Media sosial akan menjadi pedang yang membunuh jika netizen tidak cerdas, bijak, dan menggukan pola pikir dan metode wartawan. Sudah banyak korban medsos yang akhirnya dijebloskan ke penjara. Sebab, saat ini media massa yang sudah pakem, peran dan fungsinya makin tergeserkan dengan hadirnya medsos. Ironisnya, medsos tidak sekadar untuk ajang narsisme, namun sudah menjadi alat propaganda, alat kepentingan politik, bahkan menjadi wahana kejahatan, terorisme, bisnis terlarang, termasuk melemahkan organisasi sebesar NU.

Bermedsos, haruslah memperhatikan beberapa hal. Pertama, menggunakan jiwa dan pola kerja wartawan.

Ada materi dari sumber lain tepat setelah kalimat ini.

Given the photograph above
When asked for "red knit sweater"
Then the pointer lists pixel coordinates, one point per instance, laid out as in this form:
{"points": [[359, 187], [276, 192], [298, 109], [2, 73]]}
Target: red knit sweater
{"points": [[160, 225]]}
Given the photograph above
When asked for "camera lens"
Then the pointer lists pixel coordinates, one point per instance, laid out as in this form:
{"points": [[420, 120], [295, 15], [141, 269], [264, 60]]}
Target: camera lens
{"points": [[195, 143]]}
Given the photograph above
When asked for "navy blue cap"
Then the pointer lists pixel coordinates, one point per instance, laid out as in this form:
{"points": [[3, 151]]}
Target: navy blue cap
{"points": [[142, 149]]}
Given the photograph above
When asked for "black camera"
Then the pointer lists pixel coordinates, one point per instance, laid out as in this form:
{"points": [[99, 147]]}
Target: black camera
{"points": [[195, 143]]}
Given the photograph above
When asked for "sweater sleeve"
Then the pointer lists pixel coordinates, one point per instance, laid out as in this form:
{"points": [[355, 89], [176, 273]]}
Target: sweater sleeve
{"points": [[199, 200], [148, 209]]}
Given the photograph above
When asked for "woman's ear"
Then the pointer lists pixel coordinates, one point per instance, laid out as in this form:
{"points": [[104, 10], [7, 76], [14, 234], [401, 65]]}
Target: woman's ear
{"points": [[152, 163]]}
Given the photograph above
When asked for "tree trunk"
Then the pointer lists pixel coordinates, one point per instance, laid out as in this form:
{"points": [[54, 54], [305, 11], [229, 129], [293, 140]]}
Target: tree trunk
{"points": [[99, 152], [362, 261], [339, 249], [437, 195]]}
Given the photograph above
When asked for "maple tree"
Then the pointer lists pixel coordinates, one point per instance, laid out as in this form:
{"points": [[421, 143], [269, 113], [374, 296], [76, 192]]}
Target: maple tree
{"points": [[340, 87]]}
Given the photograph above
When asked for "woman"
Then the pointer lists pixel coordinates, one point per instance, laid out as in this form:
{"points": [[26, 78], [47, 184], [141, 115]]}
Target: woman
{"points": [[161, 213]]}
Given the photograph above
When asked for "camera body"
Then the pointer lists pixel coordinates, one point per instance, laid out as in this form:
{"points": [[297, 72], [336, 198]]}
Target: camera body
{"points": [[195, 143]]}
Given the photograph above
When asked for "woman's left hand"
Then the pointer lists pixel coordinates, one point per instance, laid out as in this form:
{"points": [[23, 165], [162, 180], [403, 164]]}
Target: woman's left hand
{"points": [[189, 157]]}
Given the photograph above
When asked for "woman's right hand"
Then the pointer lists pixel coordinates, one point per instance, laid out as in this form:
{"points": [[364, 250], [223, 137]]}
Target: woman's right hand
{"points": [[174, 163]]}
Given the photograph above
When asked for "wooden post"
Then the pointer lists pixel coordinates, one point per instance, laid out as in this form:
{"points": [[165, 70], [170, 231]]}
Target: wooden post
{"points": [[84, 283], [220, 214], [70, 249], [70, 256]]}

Sebab, pola kerja netizen dan wartawan sangat berbeda. Wartawan memakai aturan dan bekerja profesional, sementara netizen asal-asalan tanpa kontrol. Di sinilah peran netizen NU harus berbeda dengan netizen umum yang rata-rata “kesurupan” jika sudah bergaya di medsos.

Emha Ainun Nadjib (2015: 87) menyebut semua orang memiliki pengetahuan tentang hidup. Tapi yang paling tahu hanya tiga, yaitu Tuhan, malaikat dan wartawan. Di dunia pers, wartawan mengetahui sesuatu di balik sesuatu dan bisa membedakan mana yang asli dan yang palsu. Dalam konteks ini, netizen NU perlu membangun jiwa wartawan dengan belajar tentang tulisan, berita, sumber kebenaran dan juga cara mendapatkan kebenaran yang metodologis, sistematis dan ilmiah.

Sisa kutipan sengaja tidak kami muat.